Le formidable élan de générosité à l’occasion de l’incendie de Notre-Dame a révélé toute l’ambiguïté française vis-à-vis du don et du mécénat. Nos concitoyens ont, dans le même temps, salué la réactivité et l’ampleur des engagements financiers, dénoncé les avantages fiscaux qui en découlent, accablé l’État défaillant de s’en remettre au privé et reproché que des causes sociales ou écologiques ne suscitent pas pareille mobilisation. Part importante de la philanthropie, le mécénat d‘entreprise n’a pas été épargné.
Pareille cacophonie n’est pas le fruit du hasard : alors même que la France, avec la loi Aillagon, s’est dotée en 2003 d’un des régimes fiscaux les plus favorables au monde, elle n’a, depuis, jamais expliqué clairement ce qu’est le mécénat d’entreprise : une politique au service de l’intérêt général qui vise à mobiliser la puissance économique des entreprises au bénéfice de grands enjeux de société. Elle ne l’a pas accompagné d’une pédagogie, indispensable pourtant, sur l’utilité du mécénat d’entreprise dans un pays où l’État se veut Providence, et sur le rôle de l’entreprise, qui ne se résume pas à la seule réalisation de profits!
Cette forme d’engagement des entreprises a pourtant connu un développement exponentiel avec 80 000 entreprises aujourd’hui mécènes (x 2,5 en 6 ans) pour un montant de €2Mrd répartis à parts quasi égales entre le social, la culture et l’éducation. Il est aussi une composante accélératrice de l’engagement des entreprises : si 11% des entreprises françaises ont une politique RSE, elles sont 22% chez les entreprises mécènes.
Enfin, si 96% des mécènes sont des TPE et PME, et 0,3% des grandes entreprises, ces dernières concentrent à elles seules 57% des dons (€960M en 2017). Ce chiffre peut interpeller mais n’oublions pas qu’il intègre les centaines de millions d’euros du don en nature (denrées par ex.), sur lesquels reposent notamment un tiers de l’aide alimentaire au plus démunis et une partie des entreprises sociales de l’économie circulaire.
Pourtant, malgré cette croissance forte du mécénat en nombre comme en volume, un énorme potentiel de développement nécessaire au pays reste à mobiliser, puisque moins d’une entreprise sur dix en France est mécène. Aussi, à l’heure où la loi Pacte propose aux entreprises de se doter d’une raison d’être au service de l’intérêt collectif, le moment semble propice à construire une politique ambitieuse, qui aborde le mécénat comme un investissement public-privé au service de l’intérêt général.
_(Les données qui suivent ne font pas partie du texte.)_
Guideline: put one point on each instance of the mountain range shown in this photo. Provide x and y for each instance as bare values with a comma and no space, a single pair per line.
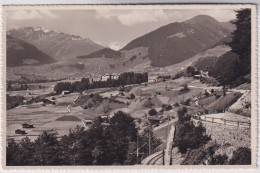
21,53
56,44
168,46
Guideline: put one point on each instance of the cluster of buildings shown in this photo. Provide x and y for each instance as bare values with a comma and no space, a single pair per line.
104,77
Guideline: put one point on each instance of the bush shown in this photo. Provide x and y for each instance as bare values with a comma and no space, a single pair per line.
132,96
219,160
241,156
176,104
188,136
152,112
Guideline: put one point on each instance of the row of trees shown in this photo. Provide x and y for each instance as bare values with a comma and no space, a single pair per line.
126,78
107,142
237,63
191,140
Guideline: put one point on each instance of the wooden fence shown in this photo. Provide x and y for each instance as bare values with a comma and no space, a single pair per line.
223,121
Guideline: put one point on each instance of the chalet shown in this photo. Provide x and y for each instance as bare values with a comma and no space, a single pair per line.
154,120
47,101
105,77
21,132
152,78
88,122
114,76
197,76
65,92
25,125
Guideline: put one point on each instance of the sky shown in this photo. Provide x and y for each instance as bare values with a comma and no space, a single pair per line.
109,27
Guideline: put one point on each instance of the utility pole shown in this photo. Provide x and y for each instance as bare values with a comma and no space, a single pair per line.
168,118
149,137
163,158
137,153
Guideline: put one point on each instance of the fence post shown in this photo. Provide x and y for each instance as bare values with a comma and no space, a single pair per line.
163,158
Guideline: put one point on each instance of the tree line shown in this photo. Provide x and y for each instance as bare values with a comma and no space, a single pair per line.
126,78
107,142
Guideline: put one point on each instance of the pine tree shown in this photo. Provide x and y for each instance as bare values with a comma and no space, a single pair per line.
241,38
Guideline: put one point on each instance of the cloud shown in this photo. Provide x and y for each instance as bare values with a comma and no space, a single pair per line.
132,17
30,14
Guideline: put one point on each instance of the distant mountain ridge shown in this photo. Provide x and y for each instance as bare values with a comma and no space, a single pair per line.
106,53
21,53
177,42
56,44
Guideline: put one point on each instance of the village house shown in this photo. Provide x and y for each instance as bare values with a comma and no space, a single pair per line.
65,92
21,132
25,125
152,79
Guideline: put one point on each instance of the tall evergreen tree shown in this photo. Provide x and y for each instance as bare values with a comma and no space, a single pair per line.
241,38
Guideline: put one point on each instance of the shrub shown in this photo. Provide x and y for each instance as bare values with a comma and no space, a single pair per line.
132,96
241,156
152,112
176,104
188,136
219,160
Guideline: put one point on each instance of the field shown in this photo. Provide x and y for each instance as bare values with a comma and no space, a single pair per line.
69,111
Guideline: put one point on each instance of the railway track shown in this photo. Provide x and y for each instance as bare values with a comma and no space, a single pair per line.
155,159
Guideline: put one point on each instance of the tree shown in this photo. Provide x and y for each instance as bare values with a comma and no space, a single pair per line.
219,160
241,38
123,131
9,86
132,96
47,149
75,151
188,136
190,71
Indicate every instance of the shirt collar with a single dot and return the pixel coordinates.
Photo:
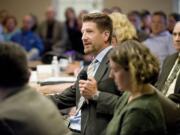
(101, 55)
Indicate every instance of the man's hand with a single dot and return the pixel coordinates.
(88, 88)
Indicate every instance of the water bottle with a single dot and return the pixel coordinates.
(55, 66)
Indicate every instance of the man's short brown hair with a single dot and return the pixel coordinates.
(102, 21)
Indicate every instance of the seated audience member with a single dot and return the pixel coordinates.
(138, 111)
(146, 21)
(160, 41)
(122, 28)
(10, 29)
(135, 18)
(28, 39)
(106, 11)
(173, 18)
(116, 9)
(54, 35)
(169, 79)
(35, 22)
(23, 110)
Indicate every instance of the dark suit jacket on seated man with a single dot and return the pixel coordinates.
(24, 111)
(100, 90)
(168, 83)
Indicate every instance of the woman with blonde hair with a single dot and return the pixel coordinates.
(122, 28)
(138, 111)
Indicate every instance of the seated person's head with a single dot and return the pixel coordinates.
(132, 63)
(122, 28)
(14, 67)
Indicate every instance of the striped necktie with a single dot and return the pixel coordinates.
(90, 72)
(171, 77)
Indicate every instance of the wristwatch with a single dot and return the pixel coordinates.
(96, 96)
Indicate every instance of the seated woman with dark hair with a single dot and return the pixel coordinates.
(138, 111)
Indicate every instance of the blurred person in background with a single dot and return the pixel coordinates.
(160, 41)
(54, 36)
(35, 22)
(170, 86)
(23, 110)
(172, 19)
(135, 18)
(106, 11)
(122, 28)
(146, 21)
(116, 9)
(10, 27)
(30, 41)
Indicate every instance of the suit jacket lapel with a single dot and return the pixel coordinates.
(102, 67)
(177, 87)
(169, 65)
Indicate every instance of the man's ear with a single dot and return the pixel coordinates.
(106, 35)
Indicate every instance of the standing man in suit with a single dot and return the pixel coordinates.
(99, 91)
(169, 79)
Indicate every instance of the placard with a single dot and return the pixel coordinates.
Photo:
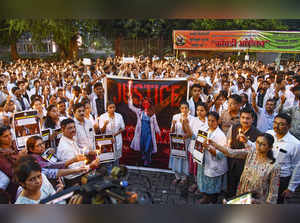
(198, 152)
(87, 61)
(197, 147)
(105, 147)
(202, 136)
(58, 135)
(26, 124)
(178, 146)
(46, 138)
(49, 156)
(128, 60)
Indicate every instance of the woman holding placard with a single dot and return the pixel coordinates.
(144, 139)
(261, 173)
(211, 178)
(181, 125)
(112, 123)
(200, 123)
La relation créée par le mécénat entre entreprise et intérêt général constitue l’un des leviers d’une vision nouvelle du capitalisme, qui changerait son rapport à la performance, en y intégrant l’impact social et environnemental, son rapport au temps, en s’éloignant du court-termisme. Mais il faudra sans doute encore beaucoup de volonté, d’énergie et de… temps, pour constater l’impact de ce qui paraît une inflexion majeure.